World Water Day – Too Big To Handle?
Monday 22 March 2010 is World Water Day, the annual date selected by UN-Water to remind us of the fundamental part water plays in all our lives. This year’s theme is Clean Water for a Healthy World.
Can there be any more pressing issue? Without clean water people die needlessly from horrible illnesses, without water at all they starve. But does all this have much influence on how we lead our lives in the western world?
And do water issues have more impact, for instance, on people in less privileged areas of the UK than in privileged ones? Or is it all too huge an issue anyway, for regeneration and sustainable development people on the ground here in our damp little island?
To quote the World Water Day website:
Every year, 1,500 cubic kilometres of wastewater are produced globally. While waste and wastewater can be reused productively for energy and irrigation, it usually is not. In developing countries 80 percent of all waste is being discharged untreated, because of lack of regulations and resources. And population and industrial growth add new sources of pollution and increased demand for clean water to the equation. Human and environmental health, drinking and agricultural water supplies for the present and future are at stake, still water pollution rarely warrants mention as a pressing issue.

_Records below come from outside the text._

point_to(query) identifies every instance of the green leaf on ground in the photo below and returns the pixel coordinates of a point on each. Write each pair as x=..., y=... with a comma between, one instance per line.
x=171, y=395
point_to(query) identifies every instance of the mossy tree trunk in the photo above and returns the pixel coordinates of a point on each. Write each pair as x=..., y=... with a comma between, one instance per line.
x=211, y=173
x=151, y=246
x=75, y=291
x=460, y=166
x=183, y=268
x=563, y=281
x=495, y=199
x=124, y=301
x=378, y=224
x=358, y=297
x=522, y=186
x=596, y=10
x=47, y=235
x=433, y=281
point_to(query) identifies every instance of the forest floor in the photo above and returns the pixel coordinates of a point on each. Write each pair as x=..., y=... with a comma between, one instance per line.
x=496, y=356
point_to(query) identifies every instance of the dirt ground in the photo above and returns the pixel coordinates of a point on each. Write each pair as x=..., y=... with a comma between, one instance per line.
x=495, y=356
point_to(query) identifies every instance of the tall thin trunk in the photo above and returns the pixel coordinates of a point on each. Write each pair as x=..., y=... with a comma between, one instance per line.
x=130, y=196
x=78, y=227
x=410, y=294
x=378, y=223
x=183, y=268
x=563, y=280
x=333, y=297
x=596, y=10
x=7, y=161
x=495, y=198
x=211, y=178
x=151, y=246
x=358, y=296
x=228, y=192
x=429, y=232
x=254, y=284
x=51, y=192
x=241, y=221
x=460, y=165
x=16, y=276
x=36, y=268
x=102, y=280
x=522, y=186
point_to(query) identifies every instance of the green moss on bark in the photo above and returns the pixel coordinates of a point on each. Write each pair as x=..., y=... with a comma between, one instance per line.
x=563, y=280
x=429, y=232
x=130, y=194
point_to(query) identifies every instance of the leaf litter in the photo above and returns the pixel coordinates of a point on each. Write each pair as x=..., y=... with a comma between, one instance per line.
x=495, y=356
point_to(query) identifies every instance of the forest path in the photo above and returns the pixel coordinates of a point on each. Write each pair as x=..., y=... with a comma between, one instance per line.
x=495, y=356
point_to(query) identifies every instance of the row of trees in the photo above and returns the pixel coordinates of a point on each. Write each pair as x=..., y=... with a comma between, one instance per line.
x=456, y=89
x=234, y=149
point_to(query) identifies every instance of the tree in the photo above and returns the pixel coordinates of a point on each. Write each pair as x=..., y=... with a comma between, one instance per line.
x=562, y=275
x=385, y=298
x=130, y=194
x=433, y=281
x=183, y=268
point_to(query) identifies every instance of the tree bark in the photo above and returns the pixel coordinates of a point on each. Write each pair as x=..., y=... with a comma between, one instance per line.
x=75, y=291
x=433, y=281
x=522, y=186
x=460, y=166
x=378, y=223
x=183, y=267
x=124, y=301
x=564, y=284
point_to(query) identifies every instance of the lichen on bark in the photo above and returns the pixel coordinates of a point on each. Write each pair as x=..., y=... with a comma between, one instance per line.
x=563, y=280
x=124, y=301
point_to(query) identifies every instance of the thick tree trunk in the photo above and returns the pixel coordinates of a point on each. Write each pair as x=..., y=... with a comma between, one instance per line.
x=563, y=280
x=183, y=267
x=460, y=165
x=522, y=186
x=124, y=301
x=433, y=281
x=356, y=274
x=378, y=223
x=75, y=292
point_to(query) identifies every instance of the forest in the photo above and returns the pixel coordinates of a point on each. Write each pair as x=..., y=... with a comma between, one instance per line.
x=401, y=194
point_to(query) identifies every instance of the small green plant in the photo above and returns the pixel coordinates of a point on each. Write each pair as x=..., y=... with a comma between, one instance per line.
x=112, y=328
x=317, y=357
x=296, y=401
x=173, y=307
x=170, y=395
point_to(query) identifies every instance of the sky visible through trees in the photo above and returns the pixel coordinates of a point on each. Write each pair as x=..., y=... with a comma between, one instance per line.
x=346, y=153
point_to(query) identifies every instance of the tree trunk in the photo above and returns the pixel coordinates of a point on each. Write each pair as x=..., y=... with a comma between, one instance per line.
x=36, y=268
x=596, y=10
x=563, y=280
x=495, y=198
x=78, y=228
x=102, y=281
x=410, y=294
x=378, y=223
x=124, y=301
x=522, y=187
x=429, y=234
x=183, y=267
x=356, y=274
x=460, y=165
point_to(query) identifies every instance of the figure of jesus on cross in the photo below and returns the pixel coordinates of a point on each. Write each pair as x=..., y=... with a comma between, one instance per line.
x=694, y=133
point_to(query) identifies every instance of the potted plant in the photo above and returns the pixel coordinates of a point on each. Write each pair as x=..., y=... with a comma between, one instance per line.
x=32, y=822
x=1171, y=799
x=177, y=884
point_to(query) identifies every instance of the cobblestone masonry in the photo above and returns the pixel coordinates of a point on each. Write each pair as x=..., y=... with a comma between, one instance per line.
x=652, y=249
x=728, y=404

The changing circumstance and climate
The government has been working for years now on replacing all the old pipelines which result in loss of usable water, whilst also trying to address the increasingly urgent risk of floodplains; we know that climate change is likely to bring with it violent weather; we know that the daily extra thousand-plus people on our small island often stretches resources of all sorts beyond what can be comfortably accommodated.
How can it all add up in our minds?
More than just an issue of ‘waste’
I suggest – perhaps against the orthodoxy – that it’s not just a question of cleaning our teeth without running the taps (did I read somewhere that’s simply an approximation for the quantity of water we ‘waste’ every day?), conscious though this may make us of the issue.
Rather, World Water Day reminds us, more forcefully than can most other aspects of our environment, of our inescapable globally-based inter-dependence. If we don’t have good quality water, we are nothing; and that actually happens to some people.
A global perspective
There’s surely a massive message for everyone somewhere in World Water Day.
How can we shape this message in our western world understandings of sustainability, and apply it to most mutually beneficial advantage, I wonder?